園芸用語
サクランボ
別名: さくらんぼ / 桜桃 / オウトウ / cherry / cherry tree
生食用の甘果オウトウや加工向けの酸果オウトウなどを含む果樹で、品種によって受粉相手の要否が異なります。
定義
サクランボは、春に花を咲かせ、初夏を中心に果実を収穫するバラ科サクラ属の果樹です。日本で生食用に栽培されるものの多くは甘果オウトウに分類され、加工に使われる酸果オウトウや、暖地向けに流通する中国オウトウもあります。品種ごとに自家結実性、気候への適応、果実の性質が異なります。
主な種類
- 甘果オウトウ:佐藤錦、紅秀峰、紅きらり、ステラなどを含み、生食を主目的に選ばれます。
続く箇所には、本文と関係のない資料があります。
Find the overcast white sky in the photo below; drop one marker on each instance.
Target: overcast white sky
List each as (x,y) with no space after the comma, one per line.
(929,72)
- 酸果オウトウ:酸味が強く、調理や加工との相性がよい種類です。
- 中国オウトウ:暖地桜桃として流通するものがあり、暑い地域で育てやすい一方、甘果オウトウとは果実の性質が異なります。
家庭栽培で確認すること
苗木を選ぶときは、品種名だけでなく、自家結実性、台木、成木時の大きさ、地域の気候を一組で確認します。自家不和合性の品種では、開花期と相性が合う別品種が必要です。自家和合性品種でも、日照、排水、訪花昆虫、開花期の天候が悪ければ、花が咲いても十分に実らないことがあります。
よくある誤解
- 「結実性が良い」は必ず自家結実するという意味:結実性の説明と、自分の花粉で結実できる自家和合性は別の性質です。
- 1本で実る品種なら管理は不要:受粉樹を省けても、裂果、鳥害、剪定、水分管理への対策は残ります。